Das Parlament: Die westliche Welt macht trotzdem gute Geschäfte mit Nigeria…
Brinkbäumer: Ja, und da geht es wieder um die europäische Verantwortung. So lange Europa und die USA zufrieden sind mit einem Land wie Nigeria, weil das Öl friedlich sprudelt, so lange sie keine Verantwortung für Demokratie oder Menschenrechte einfordern, wird sich die Gesellschaft dort nicht ändern. Mit dem Geld aus Europa oder den USA können die korrupten Regierungschefs nur ihre Systeme stabilisieren, also muss natürlich auch die Entwicklungshilfe dort ankommen, wo Entwicklung wirklich gebraucht wird - nämlich auf dem Land, auf den Dörfern, in der Mitte der Gesellschaft und nicht bei den Regierungen.

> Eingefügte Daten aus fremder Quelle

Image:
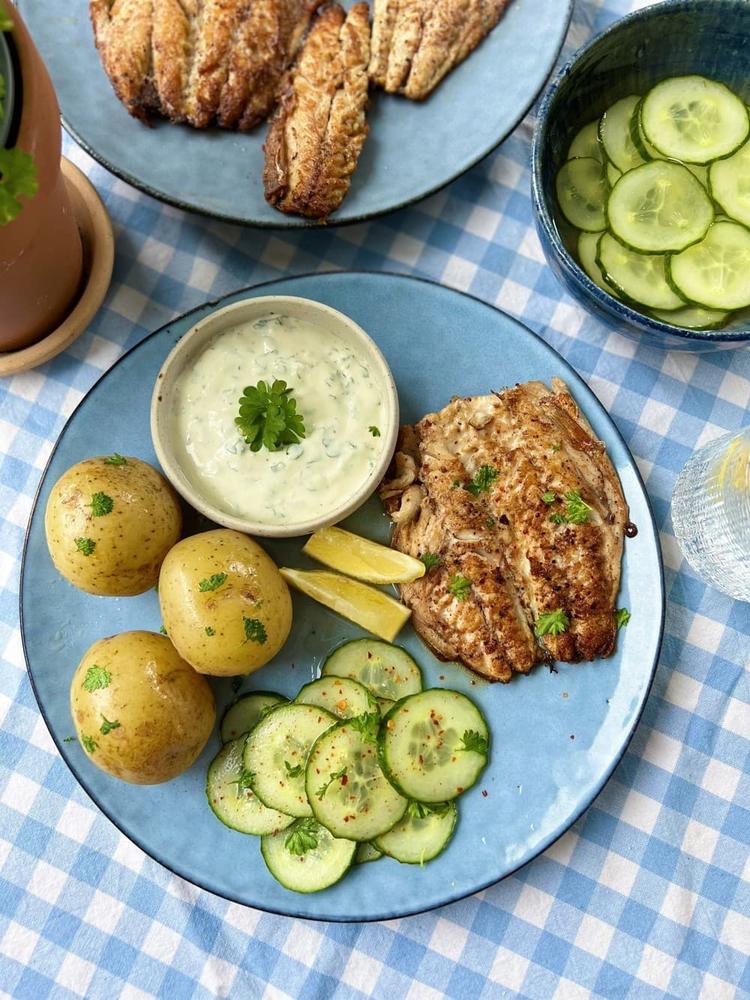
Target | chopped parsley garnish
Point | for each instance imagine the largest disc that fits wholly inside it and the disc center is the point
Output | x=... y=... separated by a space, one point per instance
x=551 y=623
x=255 y=630
x=334 y=776
x=107 y=726
x=459 y=586
x=303 y=838
x=96 y=678
x=85 y=545
x=268 y=417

Das Parlament: Was sollte Europa im Hinblick auf Afrika konkret tun?
Brinkbäumer: Ich will mir nicht anmaßen, nun die Lösung für das afrikanische Problem gefunden zu haben, aber der europäische Blick sollte sich verändern. Eine Einwanderungspolitik, die auf Abwehr ausgerichtet ist und auf innere Sicherheit, ist brutal und gnadenlos. Es ist bekannt, dass tausende von Menschen im Mittelmeer und im Atlantik sterben, dass viele Flüchtlinge mitten in der Wüste vor sich hinvegetieren, weil sie von marokkanischen oder algerischen Militärs einfach ausgesetzt werden. Die europäische Migrationspolitik aber sieht so aus, dass sie die Zäune in Ceuta und Melilla immer höher zieht und die Patrouillenboote im Mittelmeer mitsamt ihren Nachtsicht- und Infrarotgeräten immer moderner werden. Das hat mit Migrationspolitik nichts zu tun, das ist eine Politik der Abwehr von Flüchtlingen.
Das Parlament: Aber was sind die Alternativen? Sollte Europa seine Grenzen öffnen?
Brinkbäumer: Nein, das wäre naiv und absurd. Das verlangt keiner, auch ich nicht. Ehrlichkeit und Mitgefühl wären schon viel. Wir sollten uns zum Beispiel einmal klar darüber werden, wie viel Zuwanderung wir in Deutschland und Europa wirklich brauchen, um unsere Gesellschaften jung und stabil zu halten. Dann würde man vielleicht zu einer Quotenregelung zu kommen oder zur Möglichkeit einer Mi- gration auf Zeit. Handelsgrenzen könnten fallen. Die Subventionen, die Afrika vom Welthandel fern halten, fördern Armut und damit genau die Migration, die man nun mühsam abzuwehren versucht. Das ist ein endloser Kreislauf, der viel mit Scheinheiligkeit zu tun hat und für tausende von Menschen tödlich ist.
Das Interview führte Johanna Metz.
Klaus Brinkbäumer: Der Traum vom Leben. Eine Afrikanische Odyssee. S. Fischer Verlag, Frankfurt am Main 2006; 288 S., 18,90 Euro.